L'informazione su queste questioni deve riguardare tutti i livelli d'insegnamento e di educazione del cristiano. Tra i mezzi di informazione, una particolare importanza rivestono quelli qui di seguito elencati:

 - manuali di catechesi;

- libri di storia;

- mezzi di comunicazione sociale (stampa, radio, cinema, televisione).

L'uso efficace di tali mezzi presuppone una specifica formazione degli insegnanti e degli educatori nelle scuole, come pure nei seminari e nelle università.

Si stimolerà la ricerca degli specialisti sui problemi relativi all'ebraismo e alle relazioni ebraico - cristiane, specialmente nei campi dell'esegesi, della teologia, della storia e della sociologia. Gli istituti superiori cattolici di ricerca, possibilmente in collaborazione con altri istituti cristiani analoghi, come pure gli specialisti, sono invitati a dare il loro contributo per la soluzione di tali problemi. Si istituiranno poi - dove ciò sia possibile - delle cattedre per studi ebraici, e si incoraggerà una collaborazione con studiosi ebrei.
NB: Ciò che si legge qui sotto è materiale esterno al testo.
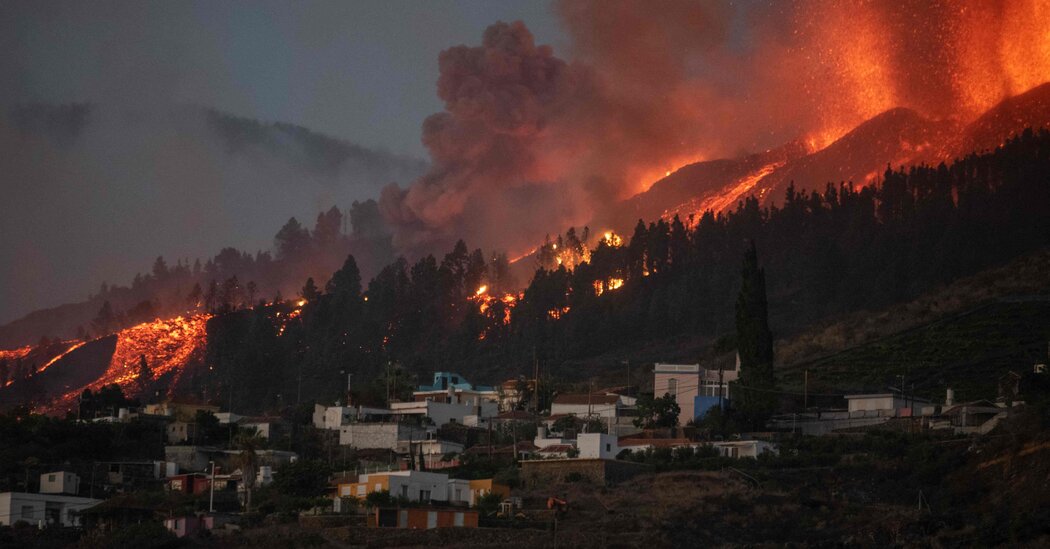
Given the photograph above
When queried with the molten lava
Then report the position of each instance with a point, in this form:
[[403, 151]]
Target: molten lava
[[167, 345]]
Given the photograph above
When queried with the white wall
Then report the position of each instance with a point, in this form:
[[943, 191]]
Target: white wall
[[602, 410], [59, 482], [597, 445], [30, 507], [411, 484], [378, 435]]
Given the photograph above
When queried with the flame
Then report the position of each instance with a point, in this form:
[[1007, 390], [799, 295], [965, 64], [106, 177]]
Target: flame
[[168, 345], [72, 347], [602, 287], [612, 239]]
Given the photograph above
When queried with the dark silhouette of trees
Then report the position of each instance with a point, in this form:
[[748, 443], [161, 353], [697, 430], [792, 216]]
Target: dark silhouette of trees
[[754, 395]]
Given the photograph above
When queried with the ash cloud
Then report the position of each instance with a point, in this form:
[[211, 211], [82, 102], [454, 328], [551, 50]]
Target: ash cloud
[[647, 87], [106, 188]]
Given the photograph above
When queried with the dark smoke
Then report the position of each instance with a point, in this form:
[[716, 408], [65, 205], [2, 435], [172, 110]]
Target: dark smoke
[[652, 86]]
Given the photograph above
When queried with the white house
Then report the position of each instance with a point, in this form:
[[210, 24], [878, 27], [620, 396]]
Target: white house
[[599, 405], [743, 448], [442, 413], [884, 404], [416, 486], [379, 435], [597, 445], [60, 482], [332, 417], [694, 388], [46, 509]]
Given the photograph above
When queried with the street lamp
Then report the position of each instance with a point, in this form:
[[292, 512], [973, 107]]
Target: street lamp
[[211, 499]]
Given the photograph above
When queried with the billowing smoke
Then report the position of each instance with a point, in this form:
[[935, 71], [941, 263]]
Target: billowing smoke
[[530, 143]]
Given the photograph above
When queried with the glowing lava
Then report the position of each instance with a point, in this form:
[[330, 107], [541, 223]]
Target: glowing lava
[[167, 345]]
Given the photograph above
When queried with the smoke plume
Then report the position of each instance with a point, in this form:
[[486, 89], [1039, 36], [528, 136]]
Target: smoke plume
[[531, 143]]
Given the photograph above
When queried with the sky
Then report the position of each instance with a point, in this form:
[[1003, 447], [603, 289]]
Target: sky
[[146, 178], [521, 140], [364, 71]]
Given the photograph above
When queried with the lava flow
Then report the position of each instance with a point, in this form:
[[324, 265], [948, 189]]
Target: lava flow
[[167, 345]]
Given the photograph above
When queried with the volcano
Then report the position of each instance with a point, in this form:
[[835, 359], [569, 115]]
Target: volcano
[[899, 136]]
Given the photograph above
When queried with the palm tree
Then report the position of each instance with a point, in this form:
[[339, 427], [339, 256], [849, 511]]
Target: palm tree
[[248, 443]]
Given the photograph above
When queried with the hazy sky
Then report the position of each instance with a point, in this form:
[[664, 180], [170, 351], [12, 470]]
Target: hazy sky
[[361, 70], [144, 180]]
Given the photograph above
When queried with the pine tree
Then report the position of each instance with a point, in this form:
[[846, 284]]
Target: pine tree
[[310, 291], [754, 396]]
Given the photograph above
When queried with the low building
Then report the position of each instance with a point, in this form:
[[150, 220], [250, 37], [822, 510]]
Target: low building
[[743, 448], [180, 431], [332, 417], [188, 526], [884, 404], [265, 426], [415, 486], [597, 445], [537, 473], [43, 509], [696, 388], [182, 409], [193, 483], [443, 413], [421, 486], [374, 436], [583, 405], [60, 482], [422, 518]]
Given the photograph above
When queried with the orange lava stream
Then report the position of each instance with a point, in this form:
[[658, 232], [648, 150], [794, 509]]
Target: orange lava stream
[[726, 201], [169, 346]]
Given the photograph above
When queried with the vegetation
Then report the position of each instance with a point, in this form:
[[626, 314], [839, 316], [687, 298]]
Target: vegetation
[[839, 250]]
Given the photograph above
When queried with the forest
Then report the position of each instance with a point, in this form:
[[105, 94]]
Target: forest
[[826, 251]]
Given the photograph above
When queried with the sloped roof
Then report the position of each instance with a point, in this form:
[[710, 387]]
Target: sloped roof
[[584, 399]]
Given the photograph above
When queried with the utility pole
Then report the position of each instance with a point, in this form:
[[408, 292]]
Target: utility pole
[[805, 391], [590, 391], [536, 382], [211, 483]]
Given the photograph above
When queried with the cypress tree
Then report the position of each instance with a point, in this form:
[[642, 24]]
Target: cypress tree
[[755, 395]]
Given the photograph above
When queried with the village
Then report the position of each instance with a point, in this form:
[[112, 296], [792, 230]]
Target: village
[[458, 455]]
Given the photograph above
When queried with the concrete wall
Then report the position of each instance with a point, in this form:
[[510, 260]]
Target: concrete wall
[[603, 410], [538, 473], [378, 435], [59, 482], [597, 445], [39, 508], [687, 379]]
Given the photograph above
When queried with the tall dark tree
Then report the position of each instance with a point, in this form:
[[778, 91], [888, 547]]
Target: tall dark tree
[[310, 291], [104, 321], [755, 393], [347, 281]]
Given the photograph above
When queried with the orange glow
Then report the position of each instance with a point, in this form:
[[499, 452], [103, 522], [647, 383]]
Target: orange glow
[[602, 287], [61, 355], [557, 314]]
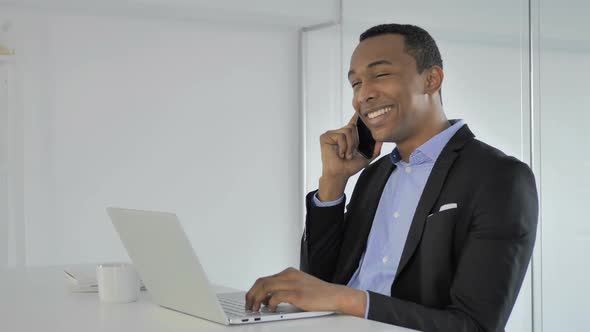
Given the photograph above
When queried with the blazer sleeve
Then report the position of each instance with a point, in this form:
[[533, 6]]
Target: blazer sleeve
[[322, 238], [491, 265]]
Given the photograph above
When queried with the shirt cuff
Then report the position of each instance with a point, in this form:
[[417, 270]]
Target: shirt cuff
[[318, 203], [367, 309]]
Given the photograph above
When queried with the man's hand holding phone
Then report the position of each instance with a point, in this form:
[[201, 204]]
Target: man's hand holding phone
[[341, 159]]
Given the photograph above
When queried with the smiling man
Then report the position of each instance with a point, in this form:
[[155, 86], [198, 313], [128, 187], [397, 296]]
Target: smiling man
[[437, 235]]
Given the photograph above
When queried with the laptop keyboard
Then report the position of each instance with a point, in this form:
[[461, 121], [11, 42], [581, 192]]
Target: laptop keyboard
[[237, 307]]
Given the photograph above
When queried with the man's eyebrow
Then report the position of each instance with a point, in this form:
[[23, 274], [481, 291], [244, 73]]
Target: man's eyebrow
[[373, 64]]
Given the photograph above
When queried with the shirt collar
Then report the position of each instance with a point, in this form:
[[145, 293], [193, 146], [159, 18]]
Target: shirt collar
[[431, 149]]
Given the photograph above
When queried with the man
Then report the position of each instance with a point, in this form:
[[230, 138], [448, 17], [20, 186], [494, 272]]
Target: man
[[437, 235]]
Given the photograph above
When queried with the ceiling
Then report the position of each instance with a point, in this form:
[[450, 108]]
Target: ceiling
[[295, 13]]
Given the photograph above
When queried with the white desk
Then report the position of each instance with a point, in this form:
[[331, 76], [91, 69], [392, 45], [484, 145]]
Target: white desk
[[37, 299]]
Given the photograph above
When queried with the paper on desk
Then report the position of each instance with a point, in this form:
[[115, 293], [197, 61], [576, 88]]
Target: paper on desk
[[82, 279]]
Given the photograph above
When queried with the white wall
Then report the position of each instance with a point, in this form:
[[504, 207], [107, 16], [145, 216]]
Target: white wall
[[197, 118], [564, 137]]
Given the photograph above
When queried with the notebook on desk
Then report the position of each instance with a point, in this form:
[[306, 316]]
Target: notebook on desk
[[171, 271]]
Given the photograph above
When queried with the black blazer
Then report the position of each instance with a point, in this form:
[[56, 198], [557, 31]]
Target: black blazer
[[461, 269]]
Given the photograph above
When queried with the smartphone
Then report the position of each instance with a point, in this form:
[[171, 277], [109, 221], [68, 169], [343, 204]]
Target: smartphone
[[366, 140]]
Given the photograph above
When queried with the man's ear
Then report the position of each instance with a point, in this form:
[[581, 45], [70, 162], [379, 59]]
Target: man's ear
[[434, 78]]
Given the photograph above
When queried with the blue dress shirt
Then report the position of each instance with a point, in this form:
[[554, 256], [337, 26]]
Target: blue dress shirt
[[379, 263]]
IV. Azione sociale e comune

La tradizione ebraica e cristiana fondata sulla parola di Dio, è cosciente del valore della persona umana, immagine di Dio. L'amore per un medesimo Dio deve tradursi in una concreta azione in favore dell'uomo. In accordo con lo spirito dei profeti, ebrei e cristiani collaboreranno di buon grado nelle ricerca della giustizia sociale e della pace, a livello locale, nazionale e internazionale.

Questa azione comune può allo stesso tempo favorire largamente una stima e una conoscenza reciproche.

 

Conclusione

Il Concilio Vaticano II ha indicato la via da seguire per promuovere una profonda fraternità tra ebrei e cristiani. Ma un lungo cammino resta ancora da percorrere.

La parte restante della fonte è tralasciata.